R2CS and R2MF scales vs information scale

After getting information interpretation for R2CS and R2MF, it is interesting to compare their scales with information scale. As to R2MF, the situation is simple. According to formula (4), which can be re-written as

R2MF = (lnL(M) – lnL(0))/(-lnL(0)) =
= [(1/n) (lnL(M) – lnL(0))]/[- (1/n)lnL(0)] = IGR/H       (8)

where (-lnL(0)) does not depend on (Xi, i = 1, 2, … , n) and can be treated as constant; information gain rate, IGR, is information gain per observation, and at the same time is the estimate of the entropy in the available data. R2MF scale is the same as information scale (up to this constant). That is information capacity per R2MF unit is the same along the interval 0 ≤ R2MF ≤ 1. As to R2CS, the situation is more sophisticated and interesting. Indeed, let us transform the equation (5)

R2CS = 1 – [L(0) / L(M)]^(2/n)

which defines R2CS to

–ln (1 - R2CS) = 2(lnL(M) – lnL(0))/n =2 IG /n = 2IGR       (9)

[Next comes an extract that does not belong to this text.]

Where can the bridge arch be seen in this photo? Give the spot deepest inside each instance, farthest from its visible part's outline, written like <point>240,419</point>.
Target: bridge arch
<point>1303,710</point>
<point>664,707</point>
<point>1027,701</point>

Note that there is an alternative interpretation of (IG/n) as n → ∞. Indeed, this limit can be interpreted as entropy loss associated with using model M with predictors instead of the null model 0 without predictors. The logarithmic function -ln(1 – x) is a well-known measure from information theory (Theil and Chung (1988)). Using -ln(1 - R2CS) rather than R2CS provides a more natural scale for interpretation. Taking the first derivative of both sides of equation (9) with respect to R2CS, we have

dIGR/ dR2CS = 1 / (1 - R2CS)       (10)

From this formula we arrive at the following important conclusions:

If R2CS = 0, then dIGR/dR2CS = 1, i. e. the increase in R-Square is equivalent to the increase in IGR;

If R2CS = 0.5, then dIGR/dR2CS = 2, i. e. the increase in IGR is twice as large as the increase in R-Square;

If R2CS = 0.75 (maximal value possible), then dIGR/dR2CS = 4, i. e. the increase in IGR is four times larger than the increase in R-Square.

Asymptotic behavior of R2MF and R2CS

Note that all characteristics of logistic regression discussed above: likelihoods, maximized likelihoods, significance tests, and R2 measures, including R2MF and R2CS are statistics thus random quantities. Some of these statistics depend on (yi i=1,…, n) only, others depend on (yi, Xi, i=1,…, n). It is very interesting and important to study their asymptotic behavior when n → ∞. The driving force in our analysis is the Law of Large Numbers (LLN). Indeed,

(1) ŷ = (Σni=1 yi)/n → π (unknown real population proportion)

as n → ∞ (here and below symbol means convergence in probability);

(2) - lnL(0)/n = H(ŷ) = -[ŷln ŷ + (1 – ŷ)ln(1 – ŷ)] → -[π ln π + (1 – π)ln(1 – π)] = H(π) as n → ∞; where H(π) is entropy of Bernoulli distribution with parameter π and H(ŷ) is the estimate of H(π);

(3) It can be showed that as n → ∞, the quantity (1/n) (lnL(M) – lnL(0)) converges to some nonrandom finite limit (see Hu, Shao and Palta (2006)).

It is reasonable to interpret this limiting value of (1/n) (lnL(M) – lnL(0)) as an averaged information gain or entropy loss due to switching from the null model with intercept only to the current model with available predictors. A natural notation for this limit is

lim(1/n) (lnL(M) – lnL(0)) → H(M) – H(0)

where H(M) = - lim(1/n) lnL(M) is an averaged entropy associated with model M

and H(0) - an averaged entropy associated with the null model. As we have seen

above H(0) = H(π) = H(Y). Thus, we have

R2MF → 1 - H(M) / H(0)       (11)

R2CS → 1 - exp2(H(M) - H(0))       (12)

Formula (12) was derived in Hu, Shao and Palta (2006) using somewhat different approach and notations.

The quantities R2MF and R2CS should be treated as estimators of their limiting values in assessing the predictive model strength for large data sets.